Assume your trigger to state was 35, that would give this in your template:
{{states('trigger.to_state.state') | float(0) > 35 }}
If you had not quoted the trigger variable it would have given this (still wrong):
{{states(35) | float(0) > 35 }}
Where as this:
{{ trigger.to_state.state | float(0) > 35 }}
gives:
{{ 35 > 35 }}
Troon
(Troon)
January 22, 2024, 10:42am
7
Post the complete YAML for your automation.
Cergon
January 22, 2024, 10:57am
8
Thank you - understood and appreciate the clear explanation.
Cergon
January 22, 2024, 11:02am
9
Full automation as per below. Note this has been updated as per the solution response.
alias: _temperature test
description: ""
trigger:
- platform: numeric_state
entity_id:
- sensor.temperature1
below: 1
id: External Temperature1
- platform: numeric_state
entity_id:
- sensor.temperature2
above: 30
id: External Temperature2
- alias: Template Temperature Trigger
platform: template
value_template: |-
{{ states('sensor.temperature')|float(0) > 35 or
states('sensor.temperature')|float(0) < 1 }}
id: External Temperature3
condition: []
action:
- choose:
- conditions:
- condition: trigger
id:
- External Temperature1
- condition: state
entity_id: binary_sensor.external_temperature1_threshold_rising
state: "off"
sequence:
- service: notify.all
data:
message: >-
Home {{ state_attr(trigger.entity_id, 'friendly_name') }} is {{
trigger.to_state.state }}°c and decreasing.
- conditions:
- condition: trigger
id:
- External Temperature2
- condition: state
entity_id: binary_sensor.external_temperature2_threshold_rising
state: "on"
sequence:
- service: notify.all
data:
message: >-
ALERT! {{ state_attr(trigger.entity_id, 'friendly_name') }} is
{{ trigger.to_state.state }}°c and rising.
- if:
- condition: state
entity_id: binary_sensor.tablet
state: "on"
then:
- service: notify.tablet
data:
message: TTS
data:
tts_text: >-
ALERT! {{ state_attr(trigger.entity_id, 'friendly_name')

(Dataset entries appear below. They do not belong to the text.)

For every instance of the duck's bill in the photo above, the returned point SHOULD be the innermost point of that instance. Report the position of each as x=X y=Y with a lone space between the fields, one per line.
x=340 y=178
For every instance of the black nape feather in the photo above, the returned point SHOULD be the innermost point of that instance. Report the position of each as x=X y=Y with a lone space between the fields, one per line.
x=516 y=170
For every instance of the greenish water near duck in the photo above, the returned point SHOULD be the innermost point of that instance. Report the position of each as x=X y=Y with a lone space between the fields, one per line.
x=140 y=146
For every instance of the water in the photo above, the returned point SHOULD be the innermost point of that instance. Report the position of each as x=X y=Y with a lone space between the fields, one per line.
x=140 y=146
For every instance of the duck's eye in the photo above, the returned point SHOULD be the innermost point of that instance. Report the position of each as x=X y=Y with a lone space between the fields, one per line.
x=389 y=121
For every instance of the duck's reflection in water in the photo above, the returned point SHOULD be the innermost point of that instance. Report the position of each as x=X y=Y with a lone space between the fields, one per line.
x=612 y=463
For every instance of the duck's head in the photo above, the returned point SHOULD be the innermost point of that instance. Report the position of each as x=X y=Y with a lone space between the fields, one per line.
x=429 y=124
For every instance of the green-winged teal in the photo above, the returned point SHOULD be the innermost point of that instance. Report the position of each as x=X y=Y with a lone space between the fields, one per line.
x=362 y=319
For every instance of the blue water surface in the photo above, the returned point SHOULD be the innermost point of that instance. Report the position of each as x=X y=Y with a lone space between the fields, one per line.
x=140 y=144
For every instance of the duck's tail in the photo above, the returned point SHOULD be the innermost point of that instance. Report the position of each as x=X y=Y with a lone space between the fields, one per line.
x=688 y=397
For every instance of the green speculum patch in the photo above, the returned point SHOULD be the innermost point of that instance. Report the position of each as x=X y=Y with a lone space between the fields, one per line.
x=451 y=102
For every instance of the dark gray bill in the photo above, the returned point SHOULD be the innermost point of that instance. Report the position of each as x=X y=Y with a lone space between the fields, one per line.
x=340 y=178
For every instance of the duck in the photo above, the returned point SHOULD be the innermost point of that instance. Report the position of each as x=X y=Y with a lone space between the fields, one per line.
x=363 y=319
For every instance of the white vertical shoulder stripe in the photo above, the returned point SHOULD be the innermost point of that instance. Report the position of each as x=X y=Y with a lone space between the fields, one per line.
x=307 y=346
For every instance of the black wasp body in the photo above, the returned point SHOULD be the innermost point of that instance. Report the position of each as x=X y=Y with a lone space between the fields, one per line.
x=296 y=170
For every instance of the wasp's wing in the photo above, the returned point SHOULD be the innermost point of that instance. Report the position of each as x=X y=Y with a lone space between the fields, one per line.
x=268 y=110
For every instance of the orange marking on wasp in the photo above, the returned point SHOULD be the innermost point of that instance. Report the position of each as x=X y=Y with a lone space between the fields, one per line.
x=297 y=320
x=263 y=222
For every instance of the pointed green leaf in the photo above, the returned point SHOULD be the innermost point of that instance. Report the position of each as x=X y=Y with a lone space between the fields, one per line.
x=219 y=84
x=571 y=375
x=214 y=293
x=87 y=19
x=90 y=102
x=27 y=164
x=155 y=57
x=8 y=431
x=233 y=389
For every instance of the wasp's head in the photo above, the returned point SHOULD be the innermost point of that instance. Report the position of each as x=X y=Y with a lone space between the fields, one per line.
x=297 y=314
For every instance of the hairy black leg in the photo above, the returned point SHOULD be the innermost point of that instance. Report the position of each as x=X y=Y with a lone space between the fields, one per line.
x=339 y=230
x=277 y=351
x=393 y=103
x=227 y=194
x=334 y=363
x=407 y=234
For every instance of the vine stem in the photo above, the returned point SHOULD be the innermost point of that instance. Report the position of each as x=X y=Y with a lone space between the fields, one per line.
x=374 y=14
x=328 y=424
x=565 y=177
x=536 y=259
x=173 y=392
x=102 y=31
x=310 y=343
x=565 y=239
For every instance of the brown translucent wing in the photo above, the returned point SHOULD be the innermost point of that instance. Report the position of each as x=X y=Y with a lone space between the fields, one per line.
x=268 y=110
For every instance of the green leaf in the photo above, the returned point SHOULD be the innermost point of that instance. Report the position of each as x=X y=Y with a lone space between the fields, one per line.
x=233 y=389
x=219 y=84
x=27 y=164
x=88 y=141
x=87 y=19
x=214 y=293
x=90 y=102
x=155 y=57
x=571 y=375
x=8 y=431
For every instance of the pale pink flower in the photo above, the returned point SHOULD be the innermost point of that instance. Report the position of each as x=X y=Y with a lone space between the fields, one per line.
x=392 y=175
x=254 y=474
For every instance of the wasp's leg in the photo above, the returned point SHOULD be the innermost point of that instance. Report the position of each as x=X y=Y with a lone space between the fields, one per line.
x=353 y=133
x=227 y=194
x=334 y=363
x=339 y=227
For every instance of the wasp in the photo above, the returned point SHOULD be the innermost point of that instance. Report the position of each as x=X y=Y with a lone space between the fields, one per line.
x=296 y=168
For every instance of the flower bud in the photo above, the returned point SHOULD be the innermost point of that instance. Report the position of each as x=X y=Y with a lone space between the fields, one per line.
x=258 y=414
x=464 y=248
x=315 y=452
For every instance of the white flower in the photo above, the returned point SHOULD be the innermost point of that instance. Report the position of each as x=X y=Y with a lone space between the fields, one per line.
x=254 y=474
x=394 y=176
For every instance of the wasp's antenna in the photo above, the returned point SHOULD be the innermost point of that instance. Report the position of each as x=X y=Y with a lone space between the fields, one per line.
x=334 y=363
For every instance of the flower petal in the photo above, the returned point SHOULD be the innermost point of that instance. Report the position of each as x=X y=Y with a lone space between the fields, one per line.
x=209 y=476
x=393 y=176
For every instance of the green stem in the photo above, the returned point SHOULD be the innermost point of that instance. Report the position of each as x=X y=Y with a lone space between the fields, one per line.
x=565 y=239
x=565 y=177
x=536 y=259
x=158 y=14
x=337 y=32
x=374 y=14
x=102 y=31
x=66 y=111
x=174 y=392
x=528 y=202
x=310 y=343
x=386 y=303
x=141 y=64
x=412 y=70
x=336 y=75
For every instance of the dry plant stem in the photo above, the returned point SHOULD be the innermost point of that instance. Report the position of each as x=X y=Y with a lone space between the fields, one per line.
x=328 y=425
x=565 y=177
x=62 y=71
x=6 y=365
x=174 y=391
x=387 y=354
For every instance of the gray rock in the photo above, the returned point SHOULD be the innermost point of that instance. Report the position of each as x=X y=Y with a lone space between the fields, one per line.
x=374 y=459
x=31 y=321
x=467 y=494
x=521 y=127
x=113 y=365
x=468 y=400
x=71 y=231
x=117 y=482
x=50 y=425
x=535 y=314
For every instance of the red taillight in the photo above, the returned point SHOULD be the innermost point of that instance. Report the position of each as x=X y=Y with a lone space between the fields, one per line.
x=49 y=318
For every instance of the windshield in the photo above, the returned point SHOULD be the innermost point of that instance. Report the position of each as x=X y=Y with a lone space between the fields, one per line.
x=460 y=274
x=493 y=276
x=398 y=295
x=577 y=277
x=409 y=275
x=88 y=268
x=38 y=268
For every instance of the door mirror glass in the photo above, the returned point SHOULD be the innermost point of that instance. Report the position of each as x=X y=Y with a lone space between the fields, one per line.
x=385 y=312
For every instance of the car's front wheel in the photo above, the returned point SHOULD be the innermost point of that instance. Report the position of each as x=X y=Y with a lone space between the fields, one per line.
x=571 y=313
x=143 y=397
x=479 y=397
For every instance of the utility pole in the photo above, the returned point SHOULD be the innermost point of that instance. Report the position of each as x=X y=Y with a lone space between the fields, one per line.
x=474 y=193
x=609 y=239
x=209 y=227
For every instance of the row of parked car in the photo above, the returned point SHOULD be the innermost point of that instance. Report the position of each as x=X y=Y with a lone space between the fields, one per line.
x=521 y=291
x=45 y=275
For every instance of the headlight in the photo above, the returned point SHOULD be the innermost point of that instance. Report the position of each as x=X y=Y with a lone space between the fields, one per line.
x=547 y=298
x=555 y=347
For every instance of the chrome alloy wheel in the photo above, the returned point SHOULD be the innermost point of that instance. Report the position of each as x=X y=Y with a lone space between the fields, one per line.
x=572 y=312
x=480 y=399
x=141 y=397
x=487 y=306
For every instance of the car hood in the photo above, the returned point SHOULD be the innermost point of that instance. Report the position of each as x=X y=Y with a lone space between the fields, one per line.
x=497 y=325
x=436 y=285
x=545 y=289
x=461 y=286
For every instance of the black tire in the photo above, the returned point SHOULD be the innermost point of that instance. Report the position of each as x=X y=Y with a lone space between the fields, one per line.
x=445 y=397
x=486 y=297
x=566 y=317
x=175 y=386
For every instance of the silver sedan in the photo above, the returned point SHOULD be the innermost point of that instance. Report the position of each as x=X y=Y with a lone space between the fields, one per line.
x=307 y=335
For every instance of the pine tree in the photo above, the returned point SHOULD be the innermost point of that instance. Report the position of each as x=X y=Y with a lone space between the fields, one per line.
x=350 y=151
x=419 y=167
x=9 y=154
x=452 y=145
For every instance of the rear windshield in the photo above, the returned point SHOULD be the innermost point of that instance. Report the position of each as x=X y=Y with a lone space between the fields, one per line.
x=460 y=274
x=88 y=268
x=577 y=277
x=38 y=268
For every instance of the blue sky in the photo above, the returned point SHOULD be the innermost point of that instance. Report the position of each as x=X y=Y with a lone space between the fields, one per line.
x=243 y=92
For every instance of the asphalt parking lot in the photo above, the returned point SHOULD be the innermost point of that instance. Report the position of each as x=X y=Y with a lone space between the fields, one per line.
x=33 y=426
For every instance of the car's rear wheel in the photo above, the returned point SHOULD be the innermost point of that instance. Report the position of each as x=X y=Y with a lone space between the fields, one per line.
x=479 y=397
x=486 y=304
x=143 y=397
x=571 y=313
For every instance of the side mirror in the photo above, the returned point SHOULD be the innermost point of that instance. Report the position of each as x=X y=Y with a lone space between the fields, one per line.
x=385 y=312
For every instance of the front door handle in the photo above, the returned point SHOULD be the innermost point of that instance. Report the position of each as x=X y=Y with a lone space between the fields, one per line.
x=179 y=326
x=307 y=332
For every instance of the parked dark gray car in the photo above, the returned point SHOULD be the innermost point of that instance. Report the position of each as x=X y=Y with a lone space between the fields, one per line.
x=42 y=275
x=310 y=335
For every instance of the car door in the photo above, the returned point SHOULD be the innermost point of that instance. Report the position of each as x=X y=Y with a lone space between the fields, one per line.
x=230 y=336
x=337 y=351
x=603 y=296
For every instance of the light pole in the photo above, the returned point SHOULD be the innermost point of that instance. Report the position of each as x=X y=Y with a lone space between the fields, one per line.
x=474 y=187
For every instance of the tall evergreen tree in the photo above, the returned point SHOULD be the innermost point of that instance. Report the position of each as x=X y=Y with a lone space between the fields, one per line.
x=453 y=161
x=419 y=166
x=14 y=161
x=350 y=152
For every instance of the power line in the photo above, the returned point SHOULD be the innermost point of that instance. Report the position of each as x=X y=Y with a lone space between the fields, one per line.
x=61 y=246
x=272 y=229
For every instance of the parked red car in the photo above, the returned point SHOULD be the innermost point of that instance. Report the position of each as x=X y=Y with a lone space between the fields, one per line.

}} is {{ trigger.to_state.state }}°c and rising.
- conditions:
- condition: trigger
id:
- External Temperature3
sequence:
- if:
- condition: template
value_template: "{{ trigger.to_state.state | float(0) > 35 }}"
- condition: state
entity_id: binary_sensor.external_temperature3_threshold_rising
state: "on"
then:
- service: notify.all
data:
message: >-
{{ state_attr(trigger.entity_id, 'friendly_name') }} is {{
trigger.to_state.state }}°c and rising.
else:
- condition: template
value_template: "{{ trigger.to_state.state | float(0) < 1 }}"
- condition: state
entity_id: binary_sensor.external_temperature3_threshold_rising
state: "off"
- service: notify.all
data:
message: >-
{{ state_attr(trigger.entity_id, 'friendly_name') }} is {{
trigger.to_state.state }}°c and decreasing.
mode: single
Troon
(Troon)
January 22, 2024, 11:41am
10
If it works, it’s fine. Personally, I’d replace:
- alias: Template Temperature Trigger
platform: template
value_template: |-
{{ states('sensor.temperature')|float(0) > 35 or
states('sensor.temperature')|float(0) < 1 }}
id: External Temperature3
with
- platform: numeric_state
entity_id: sensor.temperature
above: 35
id: External Temperature3
- platform: numeric_state
entity_id: sensor.temperature
below: 1
id: External Temperature3
and it’ll work exactly the same but in theory need less evaluation each minute. If you give the second one a new id
you can shorten some of the logic further down.
You’re aware that you won’t get a notification if the temperature is rising but your binary sensor is off? and likewise for falling / on?
Cergon
January 22, 2024, 12:47pm
11
So it’s more resource intensive to evaluate value templates as triggers?
Yes - aware of this, thanks.
Troon
(Troon)
January 22, 2024, 1:11pm
12
I cannot definitively answer that, nor would it matter unless you had a lot on a very low-power system… It’s more about elegance and clarity of the coding: template triggers feel like a last resort.